According to 2022 BP Statistical Review of World EnergyVenezuela has more proven oil reserves than any other country in the world. Venezuela’s 304 billion barrels of proven reserves narrowly surpass Saudi Arabia’s 298 billion barrels. Both are well ahead of US proved reserves of 69 billion barrels.

But the top 3 oil producers in 2021 were the US with 11.1 million barrels per day (BPD), Russia with 10.5 million BPD and Saudi Arabia with 9.4 million BPD. Venezuela was far down the list at 25th with 605,000 BPD.

Venezuelan heavy oil is particularly prized by US refiners. How is it that a country with so much oil produces so little? And why has the country’s oil production fallen by more than 75% over the past decade?

One of the reasons for the decline of Venezuela’s oil industry is that many countries – including the US – have imposed various sanctions on Venezuela over the years. Most recently, the Trump administration placed Venezuela’s oil sector under penalty in 2019.

But the steep decline that preceded Trump’s sanctions was largely the result of Venezuela’s own policies.

During the first decade of this century, oil prices skyrocketed. From an annual average of $26 per barrel in 2002, global prices reached $80 per barrel in 2007. Venezuela’s government, led by the late Hugo Chávez, sought a greater share of the revenue as investments by international oil companies began to pay off. The government was already siphoning a significant amount of money from the oil industry to pay for social programs, but it was not enough.
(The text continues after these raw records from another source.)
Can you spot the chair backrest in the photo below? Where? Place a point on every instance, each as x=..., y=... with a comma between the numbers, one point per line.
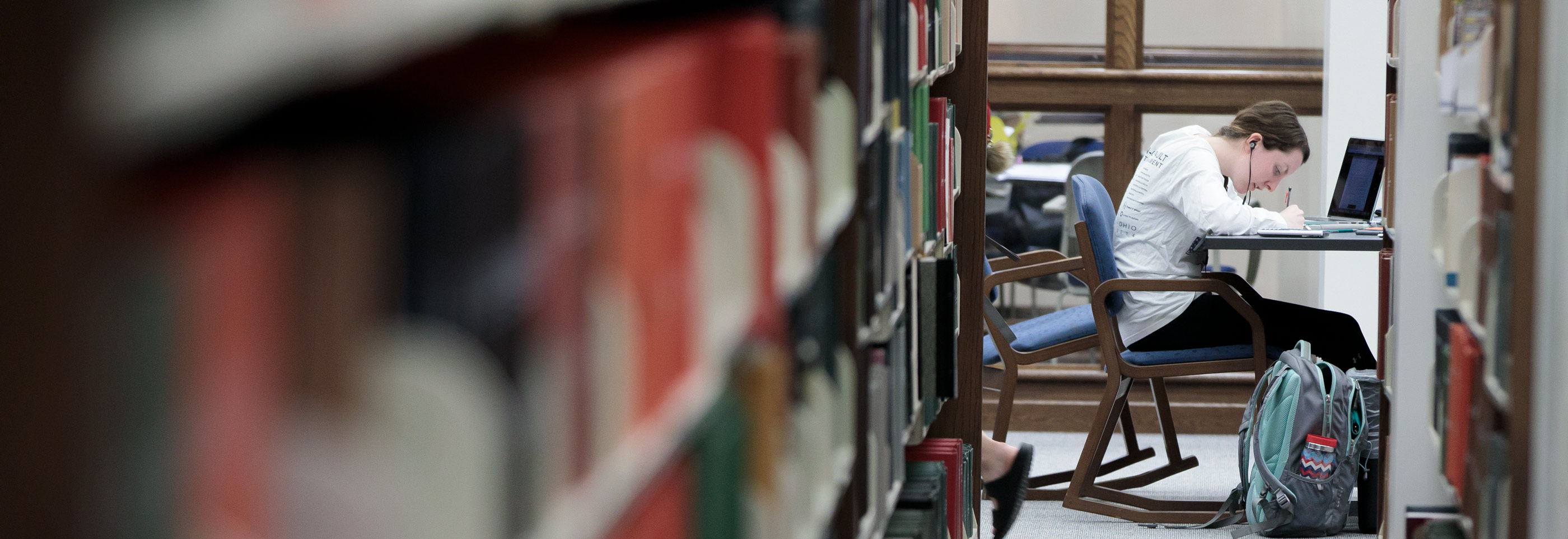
x=1100, y=215
x=1092, y=165
x=987, y=273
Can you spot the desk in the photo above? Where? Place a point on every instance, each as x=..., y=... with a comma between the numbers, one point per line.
x=1333, y=242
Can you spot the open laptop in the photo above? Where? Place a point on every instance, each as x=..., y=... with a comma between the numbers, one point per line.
x=1360, y=178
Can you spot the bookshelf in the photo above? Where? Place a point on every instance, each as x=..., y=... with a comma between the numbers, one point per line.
x=620, y=276
x=1460, y=400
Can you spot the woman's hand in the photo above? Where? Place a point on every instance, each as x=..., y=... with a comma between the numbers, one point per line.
x=1294, y=219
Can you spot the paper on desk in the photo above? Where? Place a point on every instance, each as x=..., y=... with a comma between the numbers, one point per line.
x=1037, y=173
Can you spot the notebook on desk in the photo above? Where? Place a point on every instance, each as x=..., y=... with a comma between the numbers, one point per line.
x=1360, y=178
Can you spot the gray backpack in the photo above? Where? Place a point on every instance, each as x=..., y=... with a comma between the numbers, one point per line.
x=1299, y=450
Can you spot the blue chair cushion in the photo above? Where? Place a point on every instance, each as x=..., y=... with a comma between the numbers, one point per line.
x=1194, y=355
x=1045, y=331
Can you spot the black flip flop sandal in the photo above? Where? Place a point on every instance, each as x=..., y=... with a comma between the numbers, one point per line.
x=1009, y=491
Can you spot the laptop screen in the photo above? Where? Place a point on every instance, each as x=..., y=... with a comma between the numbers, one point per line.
x=1360, y=178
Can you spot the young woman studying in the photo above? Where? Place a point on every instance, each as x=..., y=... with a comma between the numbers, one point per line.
x=1191, y=184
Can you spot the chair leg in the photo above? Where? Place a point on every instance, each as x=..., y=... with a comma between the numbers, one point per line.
x=1134, y=455
x=1004, y=403
x=1106, y=497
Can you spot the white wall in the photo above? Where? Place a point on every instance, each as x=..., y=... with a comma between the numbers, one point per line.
x=1167, y=22
x=1550, y=478
x=1354, y=101
x=1421, y=160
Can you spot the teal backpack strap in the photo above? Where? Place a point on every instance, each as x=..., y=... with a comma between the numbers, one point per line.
x=1258, y=527
x=1283, y=497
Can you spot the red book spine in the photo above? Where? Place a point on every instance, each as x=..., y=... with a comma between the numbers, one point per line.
x=1462, y=381
x=231, y=237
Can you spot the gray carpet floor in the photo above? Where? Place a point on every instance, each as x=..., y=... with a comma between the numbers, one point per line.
x=1212, y=480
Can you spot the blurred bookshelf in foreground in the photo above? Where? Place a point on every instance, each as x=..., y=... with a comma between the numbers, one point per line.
x=676, y=278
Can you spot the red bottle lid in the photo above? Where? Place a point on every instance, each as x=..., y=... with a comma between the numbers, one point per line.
x=1322, y=441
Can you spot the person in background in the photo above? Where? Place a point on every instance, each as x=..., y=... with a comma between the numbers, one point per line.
x=1191, y=185
x=1002, y=467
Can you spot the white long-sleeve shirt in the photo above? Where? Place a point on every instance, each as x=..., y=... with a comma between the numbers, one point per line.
x=1177, y=198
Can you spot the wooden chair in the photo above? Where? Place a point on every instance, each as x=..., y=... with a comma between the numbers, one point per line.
x=1042, y=339
x=1123, y=367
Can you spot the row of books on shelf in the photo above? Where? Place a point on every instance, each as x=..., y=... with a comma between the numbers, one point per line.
x=487, y=292
x=913, y=184
x=904, y=44
x=1471, y=425
x=1473, y=245
x=910, y=378
x=772, y=457
x=937, y=497
x=1476, y=69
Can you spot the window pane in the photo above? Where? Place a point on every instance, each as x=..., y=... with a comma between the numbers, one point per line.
x=1048, y=22
x=1243, y=24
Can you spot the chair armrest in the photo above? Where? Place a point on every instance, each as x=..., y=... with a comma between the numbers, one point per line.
x=1216, y=286
x=1065, y=266
x=1236, y=282
x=1028, y=259
x=996, y=325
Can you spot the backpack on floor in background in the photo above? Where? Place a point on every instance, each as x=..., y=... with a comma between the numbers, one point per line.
x=1299, y=450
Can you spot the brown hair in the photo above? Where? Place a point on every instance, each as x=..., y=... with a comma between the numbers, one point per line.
x=1275, y=121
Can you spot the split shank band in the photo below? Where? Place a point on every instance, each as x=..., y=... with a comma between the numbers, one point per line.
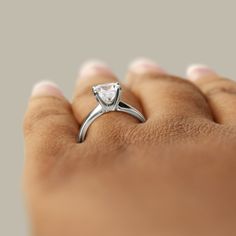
x=108, y=97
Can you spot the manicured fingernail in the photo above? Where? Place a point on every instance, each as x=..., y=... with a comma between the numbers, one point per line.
x=143, y=65
x=92, y=68
x=46, y=88
x=195, y=72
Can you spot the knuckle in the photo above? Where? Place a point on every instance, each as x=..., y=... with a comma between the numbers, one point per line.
x=172, y=129
x=40, y=115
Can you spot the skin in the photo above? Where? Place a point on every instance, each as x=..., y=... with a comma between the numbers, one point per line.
x=172, y=175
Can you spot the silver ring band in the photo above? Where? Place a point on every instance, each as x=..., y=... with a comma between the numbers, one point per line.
x=108, y=96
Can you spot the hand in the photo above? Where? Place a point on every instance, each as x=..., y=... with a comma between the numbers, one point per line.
x=172, y=175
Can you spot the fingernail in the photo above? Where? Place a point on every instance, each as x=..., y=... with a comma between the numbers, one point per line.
x=194, y=72
x=143, y=65
x=46, y=88
x=92, y=68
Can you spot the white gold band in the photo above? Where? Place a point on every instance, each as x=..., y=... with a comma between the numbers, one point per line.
x=108, y=96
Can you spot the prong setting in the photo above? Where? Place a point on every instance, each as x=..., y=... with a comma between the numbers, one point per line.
x=108, y=95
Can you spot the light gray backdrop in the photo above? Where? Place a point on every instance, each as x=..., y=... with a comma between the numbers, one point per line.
x=49, y=39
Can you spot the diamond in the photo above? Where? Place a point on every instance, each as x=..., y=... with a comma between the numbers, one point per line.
x=107, y=92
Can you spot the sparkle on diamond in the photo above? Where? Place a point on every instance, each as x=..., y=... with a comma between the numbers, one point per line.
x=107, y=92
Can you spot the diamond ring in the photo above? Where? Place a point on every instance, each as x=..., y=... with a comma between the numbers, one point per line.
x=108, y=97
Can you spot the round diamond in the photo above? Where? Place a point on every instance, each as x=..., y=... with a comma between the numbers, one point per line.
x=107, y=92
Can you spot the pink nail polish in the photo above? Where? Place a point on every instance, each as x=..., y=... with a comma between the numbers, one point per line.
x=46, y=88
x=143, y=65
x=195, y=72
x=92, y=68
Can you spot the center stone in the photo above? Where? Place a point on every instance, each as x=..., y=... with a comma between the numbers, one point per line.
x=107, y=92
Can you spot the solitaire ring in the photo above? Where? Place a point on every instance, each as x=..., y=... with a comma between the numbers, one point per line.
x=109, y=100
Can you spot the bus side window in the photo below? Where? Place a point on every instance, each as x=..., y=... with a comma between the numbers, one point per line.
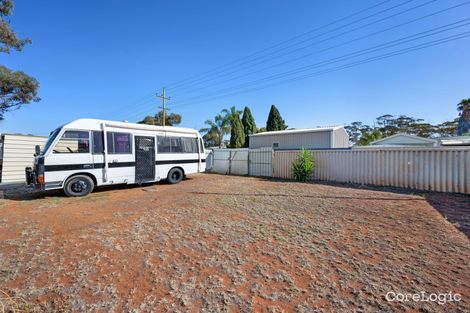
x=163, y=144
x=98, y=142
x=175, y=145
x=73, y=141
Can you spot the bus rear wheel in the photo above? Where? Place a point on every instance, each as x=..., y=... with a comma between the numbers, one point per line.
x=175, y=175
x=78, y=186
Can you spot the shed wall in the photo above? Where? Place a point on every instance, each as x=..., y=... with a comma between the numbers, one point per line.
x=18, y=151
x=313, y=140
x=341, y=138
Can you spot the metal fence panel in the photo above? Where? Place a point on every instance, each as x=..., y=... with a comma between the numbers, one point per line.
x=445, y=169
x=438, y=169
x=260, y=162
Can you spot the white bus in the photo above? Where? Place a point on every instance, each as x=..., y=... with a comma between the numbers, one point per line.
x=88, y=152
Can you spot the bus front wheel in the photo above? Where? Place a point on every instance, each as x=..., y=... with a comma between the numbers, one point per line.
x=78, y=186
x=175, y=175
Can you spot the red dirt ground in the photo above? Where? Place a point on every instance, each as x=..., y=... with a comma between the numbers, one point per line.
x=232, y=244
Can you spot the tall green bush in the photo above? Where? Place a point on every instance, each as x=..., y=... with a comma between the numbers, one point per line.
x=302, y=168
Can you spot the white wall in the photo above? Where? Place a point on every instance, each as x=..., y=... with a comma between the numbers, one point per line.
x=308, y=140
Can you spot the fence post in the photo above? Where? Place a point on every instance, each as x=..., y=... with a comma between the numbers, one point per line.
x=230, y=162
x=248, y=162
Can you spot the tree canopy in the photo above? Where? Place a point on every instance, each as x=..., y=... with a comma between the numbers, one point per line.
x=216, y=130
x=16, y=87
x=275, y=121
x=249, y=125
x=170, y=119
x=237, y=135
x=388, y=125
x=463, y=127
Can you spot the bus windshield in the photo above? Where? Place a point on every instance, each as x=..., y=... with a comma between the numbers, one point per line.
x=51, y=139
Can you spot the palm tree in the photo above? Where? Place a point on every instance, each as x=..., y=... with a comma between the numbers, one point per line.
x=231, y=113
x=462, y=104
x=218, y=128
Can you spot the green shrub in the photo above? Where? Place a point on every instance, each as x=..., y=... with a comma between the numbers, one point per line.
x=302, y=168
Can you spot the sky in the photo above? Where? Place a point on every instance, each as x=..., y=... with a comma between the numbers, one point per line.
x=108, y=59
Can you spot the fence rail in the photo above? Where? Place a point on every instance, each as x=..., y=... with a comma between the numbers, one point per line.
x=437, y=169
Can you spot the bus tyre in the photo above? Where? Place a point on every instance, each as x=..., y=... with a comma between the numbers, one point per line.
x=175, y=175
x=78, y=186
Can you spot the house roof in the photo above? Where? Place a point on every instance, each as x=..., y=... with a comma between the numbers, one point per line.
x=298, y=131
x=459, y=140
x=427, y=140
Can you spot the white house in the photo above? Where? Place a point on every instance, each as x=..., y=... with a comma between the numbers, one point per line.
x=455, y=141
x=309, y=138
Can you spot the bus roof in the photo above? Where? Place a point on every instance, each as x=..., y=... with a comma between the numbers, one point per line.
x=95, y=124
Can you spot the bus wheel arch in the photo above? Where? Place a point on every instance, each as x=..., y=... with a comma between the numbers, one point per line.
x=79, y=184
x=175, y=175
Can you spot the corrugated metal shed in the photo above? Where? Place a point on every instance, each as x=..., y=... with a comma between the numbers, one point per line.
x=309, y=138
x=17, y=153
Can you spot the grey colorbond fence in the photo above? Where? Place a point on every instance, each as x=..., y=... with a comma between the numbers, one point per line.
x=444, y=169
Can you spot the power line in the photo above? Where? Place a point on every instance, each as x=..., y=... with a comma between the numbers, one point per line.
x=285, y=41
x=344, y=57
x=341, y=67
x=324, y=26
x=326, y=49
x=236, y=66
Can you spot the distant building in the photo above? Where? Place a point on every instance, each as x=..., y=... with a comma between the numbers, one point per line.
x=455, y=141
x=16, y=153
x=309, y=138
x=464, y=121
x=405, y=140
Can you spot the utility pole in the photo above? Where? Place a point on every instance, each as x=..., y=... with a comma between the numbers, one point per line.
x=163, y=97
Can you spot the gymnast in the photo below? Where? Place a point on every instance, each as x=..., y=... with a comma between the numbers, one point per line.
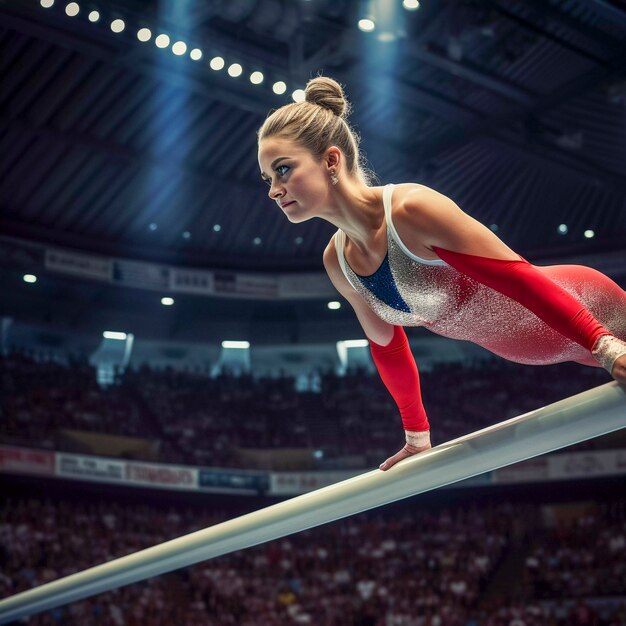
x=406, y=255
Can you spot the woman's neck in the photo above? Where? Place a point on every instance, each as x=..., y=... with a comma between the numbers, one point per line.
x=358, y=211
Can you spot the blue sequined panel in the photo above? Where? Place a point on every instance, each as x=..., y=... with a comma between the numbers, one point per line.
x=383, y=286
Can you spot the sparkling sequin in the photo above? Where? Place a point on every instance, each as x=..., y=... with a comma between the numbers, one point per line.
x=454, y=305
x=383, y=286
x=608, y=350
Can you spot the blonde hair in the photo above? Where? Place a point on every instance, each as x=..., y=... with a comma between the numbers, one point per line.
x=318, y=123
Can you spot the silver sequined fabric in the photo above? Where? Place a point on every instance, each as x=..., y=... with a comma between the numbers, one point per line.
x=454, y=305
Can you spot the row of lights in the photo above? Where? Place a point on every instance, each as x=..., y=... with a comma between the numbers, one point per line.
x=169, y=301
x=368, y=25
x=179, y=48
x=562, y=229
x=236, y=345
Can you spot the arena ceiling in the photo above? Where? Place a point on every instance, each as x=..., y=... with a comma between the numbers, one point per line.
x=515, y=109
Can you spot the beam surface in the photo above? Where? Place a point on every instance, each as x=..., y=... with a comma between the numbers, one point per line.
x=564, y=423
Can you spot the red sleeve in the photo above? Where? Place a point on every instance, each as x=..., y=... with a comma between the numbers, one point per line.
x=397, y=368
x=524, y=283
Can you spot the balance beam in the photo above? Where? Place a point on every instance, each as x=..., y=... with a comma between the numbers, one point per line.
x=586, y=415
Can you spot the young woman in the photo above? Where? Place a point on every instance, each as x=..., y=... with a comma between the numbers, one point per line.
x=406, y=255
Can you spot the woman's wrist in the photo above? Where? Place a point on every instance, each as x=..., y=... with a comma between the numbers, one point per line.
x=607, y=350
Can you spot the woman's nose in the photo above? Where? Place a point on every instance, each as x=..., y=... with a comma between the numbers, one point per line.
x=275, y=192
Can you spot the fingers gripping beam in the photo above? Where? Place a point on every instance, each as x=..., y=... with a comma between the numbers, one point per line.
x=580, y=417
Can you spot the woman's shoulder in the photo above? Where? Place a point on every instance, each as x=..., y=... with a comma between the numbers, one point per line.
x=414, y=194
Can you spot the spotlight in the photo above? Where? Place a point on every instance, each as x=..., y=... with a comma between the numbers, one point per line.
x=235, y=70
x=217, y=63
x=279, y=87
x=367, y=25
x=72, y=9
x=162, y=41
x=240, y=345
x=256, y=78
x=179, y=48
x=144, y=34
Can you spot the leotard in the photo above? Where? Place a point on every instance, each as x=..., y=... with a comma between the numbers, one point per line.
x=407, y=290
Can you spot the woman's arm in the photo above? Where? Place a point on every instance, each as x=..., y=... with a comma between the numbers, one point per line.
x=427, y=219
x=393, y=359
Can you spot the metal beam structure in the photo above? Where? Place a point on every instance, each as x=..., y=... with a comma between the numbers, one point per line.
x=564, y=423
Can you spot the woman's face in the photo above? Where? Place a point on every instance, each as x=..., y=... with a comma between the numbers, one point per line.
x=298, y=183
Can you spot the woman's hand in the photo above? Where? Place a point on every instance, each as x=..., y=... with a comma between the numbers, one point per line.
x=407, y=451
x=619, y=369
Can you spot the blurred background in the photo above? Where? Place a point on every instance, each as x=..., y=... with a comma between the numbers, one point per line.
x=173, y=355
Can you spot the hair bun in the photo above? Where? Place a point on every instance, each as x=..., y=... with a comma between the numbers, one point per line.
x=327, y=93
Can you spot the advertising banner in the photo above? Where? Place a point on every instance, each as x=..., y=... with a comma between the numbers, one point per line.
x=162, y=476
x=83, y=265
x=225, y=481
x=26, y=461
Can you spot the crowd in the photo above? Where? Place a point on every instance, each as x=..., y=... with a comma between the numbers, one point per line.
x=585, y=558
x=201, y=420
x=410, y=567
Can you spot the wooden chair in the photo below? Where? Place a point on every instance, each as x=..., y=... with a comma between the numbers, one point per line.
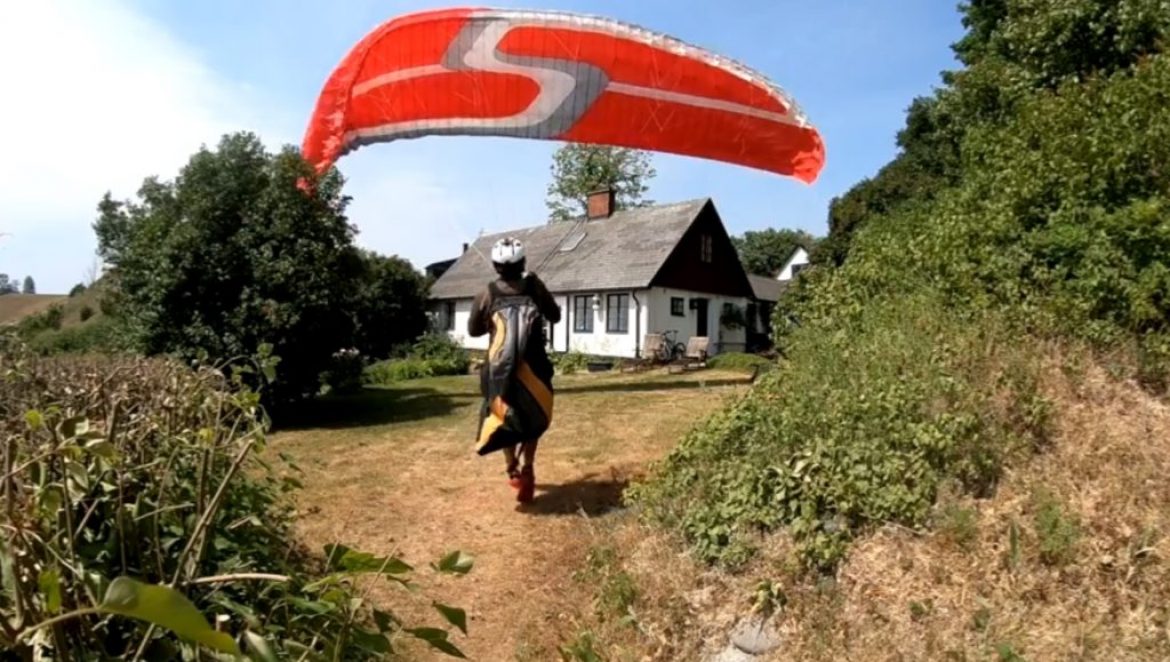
x=696, y=351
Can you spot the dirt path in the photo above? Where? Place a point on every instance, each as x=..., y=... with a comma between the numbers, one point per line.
x=393, y=473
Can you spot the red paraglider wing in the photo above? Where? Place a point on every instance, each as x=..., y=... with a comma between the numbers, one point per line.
x=556, y=76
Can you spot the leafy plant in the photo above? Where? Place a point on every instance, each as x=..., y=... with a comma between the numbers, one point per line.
x=132, y=487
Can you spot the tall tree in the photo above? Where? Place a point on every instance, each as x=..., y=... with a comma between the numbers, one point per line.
x=579, y=169
x=232, y=255
x=765, y=252
x=390, y=304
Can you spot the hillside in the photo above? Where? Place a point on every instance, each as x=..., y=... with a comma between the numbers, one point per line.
x=979, y=354
x=14, y=308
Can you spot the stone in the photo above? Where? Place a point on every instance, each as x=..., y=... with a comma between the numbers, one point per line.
x=756, y=636
x=731, y=654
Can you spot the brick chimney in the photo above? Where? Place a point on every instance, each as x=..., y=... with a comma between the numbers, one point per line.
x=600, y=204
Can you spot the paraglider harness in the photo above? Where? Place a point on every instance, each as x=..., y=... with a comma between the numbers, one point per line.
x=516, y=378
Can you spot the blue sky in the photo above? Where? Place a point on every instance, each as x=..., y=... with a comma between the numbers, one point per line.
x=124, y=89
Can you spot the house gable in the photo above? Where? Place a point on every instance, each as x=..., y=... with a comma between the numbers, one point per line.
x=704, y=260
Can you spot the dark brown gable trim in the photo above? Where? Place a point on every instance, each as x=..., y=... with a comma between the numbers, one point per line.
x=704, y=260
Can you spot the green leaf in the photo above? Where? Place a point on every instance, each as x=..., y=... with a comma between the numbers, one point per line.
x=103, y=449
x=351, y=560
x=34, y=419
x=455, y=563
x=438, y=640
x=370, y=640
x=49, y=581
x=164, y=607
x=386, y=621
x=75, y=426
x=259, y=648
x=454, y=615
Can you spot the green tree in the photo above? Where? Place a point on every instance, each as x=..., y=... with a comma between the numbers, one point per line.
x=764, y=252
x=390, y=304
x=579, y=169
x=233, y=256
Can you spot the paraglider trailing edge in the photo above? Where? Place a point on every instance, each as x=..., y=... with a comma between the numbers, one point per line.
x=556, y=76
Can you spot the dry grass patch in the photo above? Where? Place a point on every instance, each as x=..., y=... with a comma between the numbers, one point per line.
x=393, y=471
x=1067, y=560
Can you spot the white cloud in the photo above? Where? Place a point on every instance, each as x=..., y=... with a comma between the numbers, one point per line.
x=96, y=97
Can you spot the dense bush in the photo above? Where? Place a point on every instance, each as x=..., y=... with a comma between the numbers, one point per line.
x=1030, y=201
x=434, y=354
x=344, y=372
x=855, y=428
x=738, y=360
x=121, y=468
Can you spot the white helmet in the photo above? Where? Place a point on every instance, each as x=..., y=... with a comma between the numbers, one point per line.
x=508, y=250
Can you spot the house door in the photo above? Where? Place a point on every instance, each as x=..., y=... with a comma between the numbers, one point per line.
x=701, y=317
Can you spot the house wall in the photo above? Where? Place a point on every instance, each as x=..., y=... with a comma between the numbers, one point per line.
x=599, y=340
x=662, y=318
x=653, y=315
x=799, y=257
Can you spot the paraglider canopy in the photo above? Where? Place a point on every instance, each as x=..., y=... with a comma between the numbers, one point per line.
x=556, y=76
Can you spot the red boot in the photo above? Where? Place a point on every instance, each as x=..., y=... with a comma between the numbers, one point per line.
x=527, y=484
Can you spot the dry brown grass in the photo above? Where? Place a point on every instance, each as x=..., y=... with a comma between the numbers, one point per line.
x=961, y=592
x=393, y=471
x=14, y=308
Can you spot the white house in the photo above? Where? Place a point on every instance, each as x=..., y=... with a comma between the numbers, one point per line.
x=618, y=276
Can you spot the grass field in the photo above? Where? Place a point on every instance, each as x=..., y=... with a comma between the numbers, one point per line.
x=393, y=471
x=14, y=308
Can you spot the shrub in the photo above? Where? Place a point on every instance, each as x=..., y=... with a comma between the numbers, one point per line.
x=48, y=319
x=102, y=336
x=344, y=372
x=433, y=356
x=738, y=360
x=857, y=428
x=130, y=467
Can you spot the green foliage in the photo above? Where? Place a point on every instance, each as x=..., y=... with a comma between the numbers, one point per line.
x=765, y=252
x=1029, y=201
x=389, y=307
x=616, y=588
x=140, y=494
x=738, y=360
x=579, y=169
x=862, y=425
x=104, y=335
x=1057, y=530
x=568, y=363
x=434, y=354
x=48, y=319
x=344, y=372
x=233, y=255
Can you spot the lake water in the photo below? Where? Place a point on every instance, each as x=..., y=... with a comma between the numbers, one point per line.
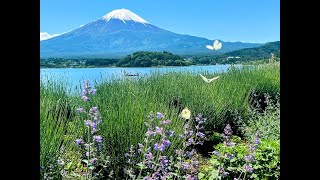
x=74, y=76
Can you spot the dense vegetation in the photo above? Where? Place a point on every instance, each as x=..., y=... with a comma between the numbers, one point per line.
x=120, y=119
x=258, y=55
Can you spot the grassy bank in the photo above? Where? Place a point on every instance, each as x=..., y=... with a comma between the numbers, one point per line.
x=124, y=106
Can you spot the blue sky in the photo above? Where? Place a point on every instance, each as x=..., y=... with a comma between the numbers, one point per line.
x=228, y=20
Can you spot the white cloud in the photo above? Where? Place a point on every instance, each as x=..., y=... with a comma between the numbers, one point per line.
x=45, y=36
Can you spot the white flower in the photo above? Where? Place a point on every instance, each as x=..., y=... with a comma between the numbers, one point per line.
x=185, y=113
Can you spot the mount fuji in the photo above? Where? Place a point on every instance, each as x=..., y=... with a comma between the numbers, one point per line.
x=122, y=32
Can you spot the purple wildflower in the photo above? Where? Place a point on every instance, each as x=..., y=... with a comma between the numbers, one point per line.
x=216, y=153
x=93, y=109
x=179, y=152
x=159, y=115
x=249, y=157
x=86, y=84
x=149, y=156
x=170, y=133
x=227, y=130
x=159, y=130
x=164, y=161
x=189, y=177
x=80, y=109
x=200, y=134
x=161, y=147
x=92, y=91
x=79, y=141
x=168, y=121
x=149, y=133
x=88, y=123
x=85, y=98
x=84, y=92
x=93, y=160
x=185, y=166
x=190, y=133
x=166, y=143
x=156, y=146
x=222, y=172
x=248, y=168
x=97, y=138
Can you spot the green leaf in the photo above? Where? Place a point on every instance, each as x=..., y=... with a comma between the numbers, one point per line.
x=85, y=161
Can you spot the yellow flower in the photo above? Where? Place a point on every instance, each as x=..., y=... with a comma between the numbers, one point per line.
x=185, y=113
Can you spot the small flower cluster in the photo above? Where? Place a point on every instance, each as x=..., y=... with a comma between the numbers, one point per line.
x=87, y=90
x=227, y=135
x=93, y=145
x=154, y=165
x=156, y=140
x=250, y=158
x=189, y=163
x=227, y=146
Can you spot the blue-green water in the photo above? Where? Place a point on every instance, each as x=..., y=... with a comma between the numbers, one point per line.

Venezuela has demanded changes to agreements made by international oil companies that would give PDVSA majority control over projects. ExxonMobil
and ConocoPhillips
he refused and as a result their property was expropriated. These expropriations were later declared illegal and both companies were compensated.

Most of Venezuela’s proven oil reserves consist of extra heavy oil in the Orinoco belt. The development of this oil requires a higher level of technical expertise that international companies have. However, the consequence was that most international companies were essentially thrown out of the country. Furthermore, in 2003 the Chávez government fired many experienced PDVSA employees and filled those positions with Chávez loyalists.

The net result of the loss of expertise, international sanctions, the inability to reinvest in the oil industry, and falling oil prices in 2015 led to the sharp decline seen in the image above.

This drop in production hit American refineries in particular. Venezuelan oil is heavy, meaning it requires further processing in refineries. But US refiners have invested billions of dollars in processing heavy crude. This oil is sold at a discount to lighter oil, and as a result refineries make more money by processing this oil into finished products.

However, the U.S. government recently eased some of the sanctions and allowed Chevron to expand production in a joint venture with PDVSA and ship that oil to the U.S. This was reported by the Reuters agency Last week, Chevron received a license from the US Treasury Department that will allow it to ship more than 100,000 BPD of Venezuelan crude to the US this month.

The deal may finally help Venezuela boost oil production after more than a decade of decline. On paper, Venezuela alone could meet global oil demand for almost a decade. At the same time, the country could become rich. But it has to do.